My lecturer wrote that a matrix representation of a group $G$ is a group homomorphism $\rho$ from $G$ to the set of invertible square matrices over a field. He proceeded to write that this is equivalent to the following two conditions:
- $\rho(\varepsilon)=I$ (where $\varepsilon$ is the identity in $G$ and $I$ the identity matrix).
- $\rho(gh)=\rho(g)\rho(h)$ for all $g,h\in G$.
But am I wrong to say that condition 1 follows directly from condition 2? Because condition 2 tells us that $$ \rho(g)=\rho(\varepsilon g)=\rho(\varepsilon)\rho(g) $$ for any $g\in G$, which implies that $\rho(\varepsilon)$ is the identity matrix. So why include condition 1?

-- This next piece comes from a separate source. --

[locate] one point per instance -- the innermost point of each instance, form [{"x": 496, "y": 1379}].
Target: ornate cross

Update: In the comments the doubt above was solved. Now I would like to actually show that $\rho=I$ is equivalent to saying that the homomorphism $\rho$ maps all $g\in G$ to the set of invertible square matrices. My intend:
- If $\rho(\varepsilon)=I$ then $I=\rho(\epsilon)=\rho\left(g g^{-1}\right)=\rho(g) \rho\left(g^{-1}\right)$, which shows that $\rho(g)$ has an inverse given by $\rho(g)^{-1}=\rho(g^{-1}$).

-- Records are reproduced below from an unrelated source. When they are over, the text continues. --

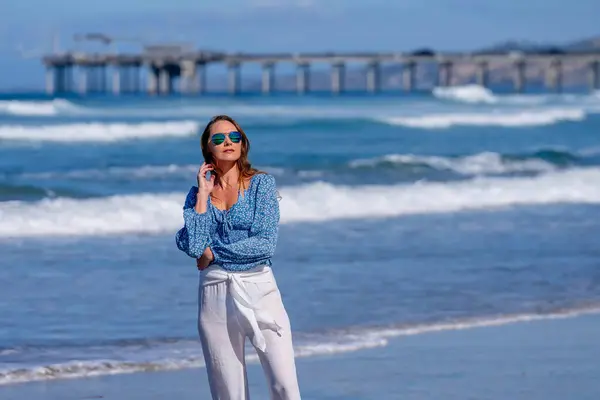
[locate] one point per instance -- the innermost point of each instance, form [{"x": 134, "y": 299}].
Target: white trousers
[{"x": 236, "y": 305}]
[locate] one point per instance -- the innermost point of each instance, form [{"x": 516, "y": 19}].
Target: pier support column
[
  {"x": 152, "y": 80},
  {"x": 116, "y": 79},
  {"x": 188, "y": 77},
  {"x": 519, "y": 77},
  {"x": 234, "y": 78},
  {"x": 337, "y": 78},
  {"x": 302, "y": 78},
  {"x": 483, "y": 74},
  {"x": 164, "y": 81},
  {"x": 554, "y": 75},
  {"x": 50, "y": 80},
  {"x": 594, "y": 78},
  {"x": 60, "y": 83},
  {"x": 408, "y": 76},
  {"x": 445, "y": 73},
  {"x": 82, "y": 80},
  {"x": 201, "y": 78},
  {"x": 132, "y": 79},
  {"x": 373, "y": 77},
  {"x": 268, "y": 77}
]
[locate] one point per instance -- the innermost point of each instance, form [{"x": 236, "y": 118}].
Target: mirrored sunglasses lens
[
  {"x": 218, "y": 139},
  {"x": 235, "y": 137}
]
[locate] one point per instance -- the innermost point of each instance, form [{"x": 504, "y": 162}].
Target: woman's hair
[{"x": 244, "y": 166}]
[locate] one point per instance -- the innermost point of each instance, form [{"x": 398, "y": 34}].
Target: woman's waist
[{"x": 215, "y": 273}]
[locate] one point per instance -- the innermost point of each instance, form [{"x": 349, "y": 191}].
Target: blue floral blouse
[{"x": 240, "y": 238}]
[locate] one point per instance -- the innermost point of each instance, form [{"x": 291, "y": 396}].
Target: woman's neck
[{"x": 229, "y": 176}]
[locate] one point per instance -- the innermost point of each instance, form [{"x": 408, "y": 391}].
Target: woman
[{"x": 231, "y": 228}]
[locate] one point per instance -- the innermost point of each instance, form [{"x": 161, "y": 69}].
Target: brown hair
[{"x": 244, "y": 166}]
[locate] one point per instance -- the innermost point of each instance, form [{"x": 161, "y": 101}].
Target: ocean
[{"x": 401, "y": 215}]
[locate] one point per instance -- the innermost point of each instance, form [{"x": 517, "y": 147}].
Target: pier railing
[{"x": 83, "y": 72}]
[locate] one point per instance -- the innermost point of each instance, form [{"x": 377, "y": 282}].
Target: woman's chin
[{"x": 228, "y": 157}]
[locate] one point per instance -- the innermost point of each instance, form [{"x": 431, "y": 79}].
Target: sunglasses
[{"x": 219, "y": 138}]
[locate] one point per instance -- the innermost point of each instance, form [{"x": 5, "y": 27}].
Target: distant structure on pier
[{"x": 157, "y": 68}]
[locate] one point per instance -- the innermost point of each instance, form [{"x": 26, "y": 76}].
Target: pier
[{"x": 156, "y": 69}]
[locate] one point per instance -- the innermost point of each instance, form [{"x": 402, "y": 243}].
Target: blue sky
[{"x": 285, "y": 25}]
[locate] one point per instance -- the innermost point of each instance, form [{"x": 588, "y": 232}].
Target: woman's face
[{"x": 225, "y": 142}]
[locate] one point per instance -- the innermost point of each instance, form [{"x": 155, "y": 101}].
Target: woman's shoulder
[{"x": 263, "y": 180}]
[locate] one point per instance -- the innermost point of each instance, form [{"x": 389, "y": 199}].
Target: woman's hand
[
  {"x": 205, "y": 260},
  {"x": 205, "y": 187}
]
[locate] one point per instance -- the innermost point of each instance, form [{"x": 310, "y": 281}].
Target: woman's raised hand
[{"x": 205, "y": 186}]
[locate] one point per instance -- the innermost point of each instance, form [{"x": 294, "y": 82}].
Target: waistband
[{"x": 236, "y": 281}]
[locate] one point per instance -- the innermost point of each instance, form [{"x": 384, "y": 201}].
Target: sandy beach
[{"x": 552, "y": 359}]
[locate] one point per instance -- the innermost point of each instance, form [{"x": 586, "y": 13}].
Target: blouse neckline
[{"x": 238, "y": 198}]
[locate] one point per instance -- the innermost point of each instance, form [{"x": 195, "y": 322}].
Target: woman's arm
[
  {"x": 194, "y": 237},
  {"x": 263, "y": 231}
]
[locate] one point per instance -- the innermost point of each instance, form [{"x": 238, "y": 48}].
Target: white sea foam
[
  {"x": 97, "y": 132},
  {"x": 133, "y": 173},
  {"x": 350, "y": 340},
  {"x": 319, "y": 201},
  {"x": 497, "y": 118},
  {"x": 37, "y": 108},
  {"x": 466, "y": 93},
  {"x": 477, "y": 164}
]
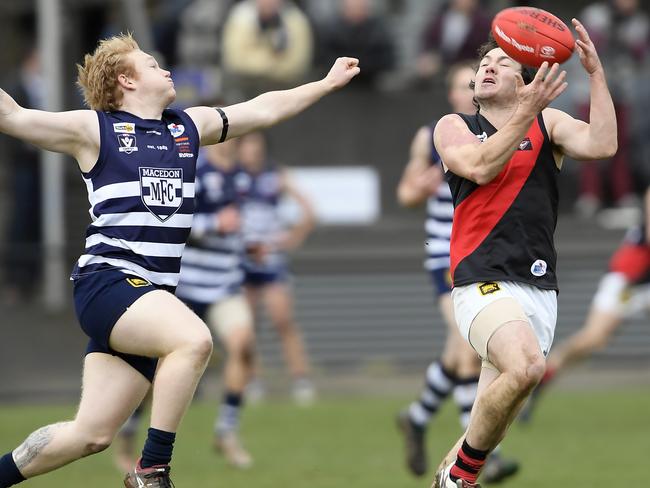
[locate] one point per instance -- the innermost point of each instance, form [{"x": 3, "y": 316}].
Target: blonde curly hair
[{"x": 98, "y": 75}]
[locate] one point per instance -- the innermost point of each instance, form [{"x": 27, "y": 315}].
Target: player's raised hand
[
  {"x": 547, "y": 85},
  {"x": 343, "y": 70},
  {"x": 586, "y": 49}
]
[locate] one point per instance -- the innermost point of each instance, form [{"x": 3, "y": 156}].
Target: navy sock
[
  {"x": 158, "y": 448},
  {"x": 9, "y": 473}
]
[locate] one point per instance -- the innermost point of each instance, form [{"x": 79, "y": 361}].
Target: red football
[{"x": 531, "y": 36}]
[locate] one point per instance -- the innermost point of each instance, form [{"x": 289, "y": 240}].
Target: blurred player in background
[
  {"x": 503, "y": 164},
  {"x": 458, "y": 368},
  {"x": 211, "y": 284},
  {"x": 623, "y": 292},
  {"x": 138, "y": 160},
  {"x": 268, "y": 241}
]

- If we know that $\rho(\varepsilon)$ has an inverse then $$ \rho(\varepsilon)\rho(\varepsilon)=\rho(\varepsilon\varepsilon)=\rho(\varepsilon)=I\rho(\varepsilon)\iff\rho(\varepsilon)\rho(\varepsilon)\rho(\varepsilon)^{-1}=I\rho(\varepsilon)\rho(\varepsilon)^{-1} \iff\rho(\varepsilon)=I. $$ Is there anything wrong with this proof?